Laureata in Lettere moderne a Salerno, è autrice di libri come “Mamma, devo dirti una cosetta…” e “Toti, il pirata cambusiere” in uscita con Arkadia editore con le illustrazioni di Giancarlo Covino e le ricette per bambini di Antonio G. Chessa. La sua tesi di laurea era incentrata proprio sulla satira politica inglese. Cura una rubrica sull’argomento: www.ilpasquino.net e nel 2006-2008 ha organizzato il Festival internazionale della satira di Salerno, mentre nel 2014 ha ideato la rassegna “Satira a piccole dosi”. Ha inoltre curato raccolte di vignette di Massimo Bucchi, mostre e presentazioni tra cui “Porno”, volume di Giorgio Franzaroli.

Emanuela, su cosa si fonda il Pastafarianesimo?

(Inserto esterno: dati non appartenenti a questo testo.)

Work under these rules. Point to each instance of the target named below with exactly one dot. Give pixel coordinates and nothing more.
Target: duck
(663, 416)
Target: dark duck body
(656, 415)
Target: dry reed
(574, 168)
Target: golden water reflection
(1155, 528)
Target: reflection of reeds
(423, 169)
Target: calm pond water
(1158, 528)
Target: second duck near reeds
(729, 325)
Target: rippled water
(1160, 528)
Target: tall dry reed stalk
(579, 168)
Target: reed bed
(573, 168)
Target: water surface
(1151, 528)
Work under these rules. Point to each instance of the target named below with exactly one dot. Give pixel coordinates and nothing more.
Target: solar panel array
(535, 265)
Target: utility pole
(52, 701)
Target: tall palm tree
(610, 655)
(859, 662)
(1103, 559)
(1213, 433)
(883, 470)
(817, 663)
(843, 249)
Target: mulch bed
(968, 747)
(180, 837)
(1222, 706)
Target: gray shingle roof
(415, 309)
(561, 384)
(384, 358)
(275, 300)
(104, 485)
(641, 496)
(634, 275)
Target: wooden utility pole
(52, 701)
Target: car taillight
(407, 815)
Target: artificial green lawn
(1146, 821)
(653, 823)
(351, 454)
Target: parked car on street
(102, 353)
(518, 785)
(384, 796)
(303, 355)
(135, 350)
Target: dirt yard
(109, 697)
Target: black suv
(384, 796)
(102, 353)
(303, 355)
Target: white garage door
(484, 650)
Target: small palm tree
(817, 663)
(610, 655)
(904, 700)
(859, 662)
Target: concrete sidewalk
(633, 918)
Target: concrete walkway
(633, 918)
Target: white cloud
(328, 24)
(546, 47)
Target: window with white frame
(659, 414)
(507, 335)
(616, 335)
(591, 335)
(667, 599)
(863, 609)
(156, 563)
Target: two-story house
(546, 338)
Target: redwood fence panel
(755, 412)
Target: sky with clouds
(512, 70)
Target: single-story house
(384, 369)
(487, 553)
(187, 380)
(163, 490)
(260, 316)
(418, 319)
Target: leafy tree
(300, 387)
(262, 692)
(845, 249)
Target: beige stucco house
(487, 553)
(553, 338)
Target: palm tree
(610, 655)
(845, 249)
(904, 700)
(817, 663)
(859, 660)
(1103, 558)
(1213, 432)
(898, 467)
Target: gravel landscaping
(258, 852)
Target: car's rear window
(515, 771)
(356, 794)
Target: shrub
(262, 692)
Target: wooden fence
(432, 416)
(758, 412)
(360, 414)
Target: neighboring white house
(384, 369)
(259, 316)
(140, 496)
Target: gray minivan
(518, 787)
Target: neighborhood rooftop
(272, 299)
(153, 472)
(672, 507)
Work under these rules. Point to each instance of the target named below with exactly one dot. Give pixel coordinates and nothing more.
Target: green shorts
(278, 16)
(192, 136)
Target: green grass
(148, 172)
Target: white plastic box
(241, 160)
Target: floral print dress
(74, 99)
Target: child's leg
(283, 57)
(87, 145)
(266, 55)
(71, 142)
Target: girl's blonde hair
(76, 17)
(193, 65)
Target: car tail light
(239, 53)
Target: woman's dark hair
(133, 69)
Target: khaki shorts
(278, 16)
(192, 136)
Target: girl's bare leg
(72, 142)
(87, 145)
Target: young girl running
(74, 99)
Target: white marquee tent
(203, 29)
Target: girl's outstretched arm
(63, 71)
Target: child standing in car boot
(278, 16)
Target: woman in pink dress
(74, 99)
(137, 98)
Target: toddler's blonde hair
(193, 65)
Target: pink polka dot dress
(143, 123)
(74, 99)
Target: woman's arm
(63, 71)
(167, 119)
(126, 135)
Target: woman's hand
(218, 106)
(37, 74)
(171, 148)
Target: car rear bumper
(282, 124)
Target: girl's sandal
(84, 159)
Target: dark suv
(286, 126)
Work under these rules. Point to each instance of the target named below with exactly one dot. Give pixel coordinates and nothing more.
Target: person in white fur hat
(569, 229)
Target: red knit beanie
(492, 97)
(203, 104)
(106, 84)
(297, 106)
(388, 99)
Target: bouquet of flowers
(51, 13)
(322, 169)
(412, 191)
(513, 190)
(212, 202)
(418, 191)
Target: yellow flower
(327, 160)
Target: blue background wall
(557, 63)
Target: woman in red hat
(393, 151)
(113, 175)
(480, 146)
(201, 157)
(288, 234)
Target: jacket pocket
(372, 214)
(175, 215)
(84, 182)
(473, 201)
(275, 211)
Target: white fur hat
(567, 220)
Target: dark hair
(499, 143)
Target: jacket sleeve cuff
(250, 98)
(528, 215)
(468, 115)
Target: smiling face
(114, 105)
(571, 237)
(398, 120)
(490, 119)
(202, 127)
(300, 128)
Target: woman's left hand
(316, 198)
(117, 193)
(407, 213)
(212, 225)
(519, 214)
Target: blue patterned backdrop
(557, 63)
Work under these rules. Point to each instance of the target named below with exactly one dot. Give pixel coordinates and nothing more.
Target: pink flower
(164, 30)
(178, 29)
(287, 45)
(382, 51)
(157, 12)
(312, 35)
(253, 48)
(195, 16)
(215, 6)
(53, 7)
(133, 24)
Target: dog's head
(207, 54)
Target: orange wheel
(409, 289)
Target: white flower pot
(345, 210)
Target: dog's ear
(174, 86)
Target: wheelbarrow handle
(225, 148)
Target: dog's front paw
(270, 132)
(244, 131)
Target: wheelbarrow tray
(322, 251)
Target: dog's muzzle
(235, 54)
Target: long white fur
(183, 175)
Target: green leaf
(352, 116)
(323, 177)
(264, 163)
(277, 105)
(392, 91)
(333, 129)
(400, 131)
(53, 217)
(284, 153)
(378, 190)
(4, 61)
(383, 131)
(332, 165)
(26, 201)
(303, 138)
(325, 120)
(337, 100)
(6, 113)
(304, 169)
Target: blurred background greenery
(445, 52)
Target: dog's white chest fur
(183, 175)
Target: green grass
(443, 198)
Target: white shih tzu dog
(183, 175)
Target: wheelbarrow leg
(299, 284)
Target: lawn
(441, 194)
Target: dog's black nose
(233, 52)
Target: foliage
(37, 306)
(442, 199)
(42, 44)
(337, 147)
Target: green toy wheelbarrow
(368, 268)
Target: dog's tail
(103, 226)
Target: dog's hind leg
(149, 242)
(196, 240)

«Quando Bobby Henderson fondò questa religione ha risvegliato il pirata che è dentro di noi. I pirati pastafariani ritengono che la religione sia un ambito intimo e privato e non debba entrare negli spazi che discendono dallo Stato. Le istituzioni dovrebbero essere neutrali e aconfessionali. Bisognerebbe riflettere su come i pensieri religiosi riescano a diventare legge. Se la legge italiana in ambito di riproduzione e sessualità si ispira alla confessione cattolica, consentendo o proibendo una serie di cose, è una legge che esprime lo spirito di una sola categoria della società. Mentre dovrebbe esserci la libertà di scelta. Bobby Henderson ha rappresentato un esempio in questo senso. Dice “sii iro- nico e apri gli occhi, benda l’occhio stolto e apri quello della razionalità. Quando noti le incongruenze non essere intollerante ma rispondi con l’arma dell’ironia, pirateggia il mondo e rendilo più giusto e paritario”».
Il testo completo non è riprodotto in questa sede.